A weak spring has forced retailers to scramble in a losing effort to salvage the year by selling off inventory at deep discounts, said Randy Harris, president of Trendex NA, a leading expert on the Canadian apparel market.
"They're basically panicking because they're coming into the summer season with excess inventory...so what they've engaged in is cut-throat price competition in hopes of trying to clear the merchandise out of their stores," he said in an interview.
Reitmans (TSX:RET.A) endured one of its weakest quarters to start the year, while Le Chateau (TSX:CTU.A), Bikini Village (TSX:GBV) and Danier Leather (TSX:DL) also reported lower revenues and same-store sales.
Even some foreign retailers were hurt, though men's fashion retailers fared better.
Blame it on the growing number of U.S. companies who have gradually built their presence across the country. While Target and Marshall's are two of the more notable newcomers, other big foreign brands like H&M and Banana Republic increased their market share by driving down prices, said Terry Henderson of the J.C. Williams Group.
The impact is apparent in apparel sales figures, which fell 0.2 per cent during the first four months of the year, while women's clothing sales dropped two per cent, according to Statistics Canada's large retailer survey.
After starting "with one foot in the grave" because of the weather, Harris doesn't believe Canadian fashion retailers can recoup the losses over the rest of the year.
Many companies are losing market share as they fail to differentiate themselves from the growing crowd of popular U.S. and other foreign brands that are taking more and more of the fashionista's dollar.
But it's not just the discount apparel market that's getting hit, mid-priced retailers like Ann Taylor, Loft and J. Crew have also moved into the country after building reputations with cross-border shoppers. High-end department stores Nordstrom and Saks also have plans to open their first stores in a vie against Holt Renfrew.
Meanwhile, Canadian women's clothing retailer Jacob filed for bankruptcy in May and will close its 92 stores across the country.
Harris predicted that at least three or four retailers up to the size of Jacob will close after the Christmas rush.
"To some degree, some Canadian apparel retailers are dying the death of a thousand cuts," he said.

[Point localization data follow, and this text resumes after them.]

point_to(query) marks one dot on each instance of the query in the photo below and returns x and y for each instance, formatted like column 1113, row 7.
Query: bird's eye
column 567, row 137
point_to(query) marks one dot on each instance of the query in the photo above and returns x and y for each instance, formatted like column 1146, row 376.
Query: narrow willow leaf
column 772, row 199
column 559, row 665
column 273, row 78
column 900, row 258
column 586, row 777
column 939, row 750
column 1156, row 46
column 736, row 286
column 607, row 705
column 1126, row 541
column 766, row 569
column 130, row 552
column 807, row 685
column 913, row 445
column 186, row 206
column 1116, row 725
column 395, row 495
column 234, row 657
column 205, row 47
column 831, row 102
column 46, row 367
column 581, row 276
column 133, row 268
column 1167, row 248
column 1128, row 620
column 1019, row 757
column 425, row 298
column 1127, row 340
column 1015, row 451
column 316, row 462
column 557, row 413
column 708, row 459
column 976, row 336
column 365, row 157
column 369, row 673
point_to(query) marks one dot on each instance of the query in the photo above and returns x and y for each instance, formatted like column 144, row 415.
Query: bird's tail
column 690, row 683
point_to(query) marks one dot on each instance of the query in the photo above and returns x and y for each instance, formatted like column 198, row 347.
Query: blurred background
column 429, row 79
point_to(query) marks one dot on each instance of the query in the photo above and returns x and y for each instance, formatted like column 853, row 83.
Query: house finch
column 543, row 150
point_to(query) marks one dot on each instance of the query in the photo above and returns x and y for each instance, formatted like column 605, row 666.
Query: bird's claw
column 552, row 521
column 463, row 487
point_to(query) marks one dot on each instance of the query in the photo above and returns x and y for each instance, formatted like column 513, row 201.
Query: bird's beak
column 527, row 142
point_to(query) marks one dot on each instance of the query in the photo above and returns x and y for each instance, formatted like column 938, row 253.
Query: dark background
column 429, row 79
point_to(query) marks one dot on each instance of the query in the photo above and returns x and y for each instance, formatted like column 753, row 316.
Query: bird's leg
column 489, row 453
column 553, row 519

Henderson said small, privately-owned companies that are less inclined to invest in marketing and e-commerce are at the most risk and have struggled to differentiate themselves.
"When you had weaker competition you could make these mistakes," he said.
"Now you make the mistakes (and) there are so many people eating off your plate that they quickly grab a bigger and bigger chunk," he said.
Retailers that have the best chance of surviving are the ones that cater to their clientele and offer something fresh to offset the temptation of new brands, Henderson said, citing the success of clothing companies like Dynamite Group, which operates Garage clothing stores, and sportswear shop Lole.
Retail consultant Wendy Evans said the retail fashion sector faces many challenges with the discount market already crowded and the luxury segment about to face a similarly busy environment.
Despite the slowly improving economy, she doesn't see much of a positive upside at this point.
"We still have a very debt-ridden consumer and when our market does improve and interest rates go up, that's going to certainly dampen a lot of the disposable income that would be available otherwise for fashion and other products," she said.
Evans said Canadian retailers with a strong sense of direction can do well, pointing to Joe Fresh, Harry Rosen and Holt Renfrew as positive examples.
Department store operator Hudson's Bay (TSX:HBC) has increased its sales per square foot and made bold decisions about importing Saks and Lord & Taylor, taking advantage of the competitive opportunities that have emerged from the struggles of Sears Canada (TSX:SCC).
"I see a lot of retail expertise there. Not without their challenges but I certainly think that their going to be successful over the next few years."